Et comme, en m’approuvant, la supérieure m’appelait madame, Marie lui demanda pourquoi elle ne me disait pas mademoiselle. On avait eu le tort de lui laisser ignorer que je revenais mariée et que j’étais désormais madame de Nives. Il fallut s’expliquer. Elle entra dans un transport de rage épouvantable, il fallut l’emmener de force et l’enfermer. Sa fureur passa aussi vite qu’elle était venue. Elle avait alors treize ans et demi. Elle voulait entrer tout de suite au noviciat. On lui fit comprendre avec peine qu’elle était trop jeune et qu’en attendant elle devait travailler à s’instruire.

Elle travailla pendant un an, mais sans suite et comme une personne dont le cerveau n’est pas susceptible de la moindre application. Les maîtresses me dirent qu’elle n’était pas méchante, mais un peu idiote. Elles ne se trompaient qu’à demi : elle est idiote et méchante.
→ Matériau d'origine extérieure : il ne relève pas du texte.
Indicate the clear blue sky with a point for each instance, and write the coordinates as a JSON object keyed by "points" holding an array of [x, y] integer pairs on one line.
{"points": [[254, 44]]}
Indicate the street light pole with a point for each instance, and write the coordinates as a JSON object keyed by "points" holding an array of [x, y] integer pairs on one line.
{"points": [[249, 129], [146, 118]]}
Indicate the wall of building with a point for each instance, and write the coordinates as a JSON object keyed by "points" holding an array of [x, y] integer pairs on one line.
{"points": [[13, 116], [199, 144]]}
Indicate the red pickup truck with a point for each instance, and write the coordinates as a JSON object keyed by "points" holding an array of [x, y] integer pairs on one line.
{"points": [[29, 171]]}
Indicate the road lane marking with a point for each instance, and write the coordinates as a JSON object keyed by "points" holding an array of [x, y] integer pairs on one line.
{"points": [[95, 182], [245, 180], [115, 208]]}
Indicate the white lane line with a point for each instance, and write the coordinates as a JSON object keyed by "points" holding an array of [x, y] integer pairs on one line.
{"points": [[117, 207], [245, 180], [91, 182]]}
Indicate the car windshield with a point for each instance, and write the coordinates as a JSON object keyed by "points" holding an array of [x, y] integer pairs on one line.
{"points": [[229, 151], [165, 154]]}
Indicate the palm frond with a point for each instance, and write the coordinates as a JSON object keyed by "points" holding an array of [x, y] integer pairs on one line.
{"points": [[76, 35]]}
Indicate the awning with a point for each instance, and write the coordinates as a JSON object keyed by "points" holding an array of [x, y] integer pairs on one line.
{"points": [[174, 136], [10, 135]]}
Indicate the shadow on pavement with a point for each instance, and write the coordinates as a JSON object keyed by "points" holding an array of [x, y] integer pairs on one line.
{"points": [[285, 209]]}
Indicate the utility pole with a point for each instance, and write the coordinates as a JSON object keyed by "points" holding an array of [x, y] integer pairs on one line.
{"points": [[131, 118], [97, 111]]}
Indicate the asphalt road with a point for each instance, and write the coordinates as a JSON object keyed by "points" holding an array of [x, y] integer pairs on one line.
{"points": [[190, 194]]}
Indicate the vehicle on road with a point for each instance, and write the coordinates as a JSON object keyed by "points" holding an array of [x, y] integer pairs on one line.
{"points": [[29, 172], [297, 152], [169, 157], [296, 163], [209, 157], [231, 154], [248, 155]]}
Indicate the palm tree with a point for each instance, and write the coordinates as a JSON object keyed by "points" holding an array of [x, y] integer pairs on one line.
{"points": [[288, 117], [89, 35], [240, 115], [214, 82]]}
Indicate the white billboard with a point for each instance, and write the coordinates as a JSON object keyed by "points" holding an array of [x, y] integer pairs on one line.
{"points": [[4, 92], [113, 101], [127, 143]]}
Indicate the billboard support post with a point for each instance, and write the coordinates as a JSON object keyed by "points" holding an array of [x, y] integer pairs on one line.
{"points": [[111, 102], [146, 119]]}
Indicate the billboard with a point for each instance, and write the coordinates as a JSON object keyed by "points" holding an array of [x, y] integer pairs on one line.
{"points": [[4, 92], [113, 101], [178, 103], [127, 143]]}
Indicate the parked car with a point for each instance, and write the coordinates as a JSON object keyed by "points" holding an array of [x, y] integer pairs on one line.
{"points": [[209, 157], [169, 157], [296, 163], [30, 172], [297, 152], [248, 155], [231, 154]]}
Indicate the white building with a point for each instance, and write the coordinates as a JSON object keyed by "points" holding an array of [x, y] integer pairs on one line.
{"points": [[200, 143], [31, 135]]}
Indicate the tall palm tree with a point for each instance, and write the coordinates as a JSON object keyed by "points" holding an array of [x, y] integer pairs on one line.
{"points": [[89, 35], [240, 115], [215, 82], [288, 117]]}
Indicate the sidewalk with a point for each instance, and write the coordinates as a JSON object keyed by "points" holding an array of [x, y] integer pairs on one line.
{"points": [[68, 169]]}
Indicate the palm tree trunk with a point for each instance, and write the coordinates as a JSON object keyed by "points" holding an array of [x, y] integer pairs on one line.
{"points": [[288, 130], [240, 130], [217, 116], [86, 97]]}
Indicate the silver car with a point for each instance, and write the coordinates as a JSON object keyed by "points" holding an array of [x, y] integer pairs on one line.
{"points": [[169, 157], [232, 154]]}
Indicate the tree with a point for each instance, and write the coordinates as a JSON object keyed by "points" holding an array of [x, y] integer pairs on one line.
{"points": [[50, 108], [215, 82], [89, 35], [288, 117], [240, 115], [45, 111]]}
Je ne demandais qu’à les croire, et je fus dupe de sa soumission. Elle écrivit à son père une lettre sans style et sans orthographe, comme l’eût écrite une enfant de six ans, pour lui dire qu’elle était décidée à entrer en religion l’année suivante, et qu’elle demandait seulement à revoir la chambre de sa mère et à embrasser Léonie, sa petite sœur. Je priai M. de Nives de lui accorder cette grâce, et je lui offris d’aller la chercher. Il s’y refusa énergiquement.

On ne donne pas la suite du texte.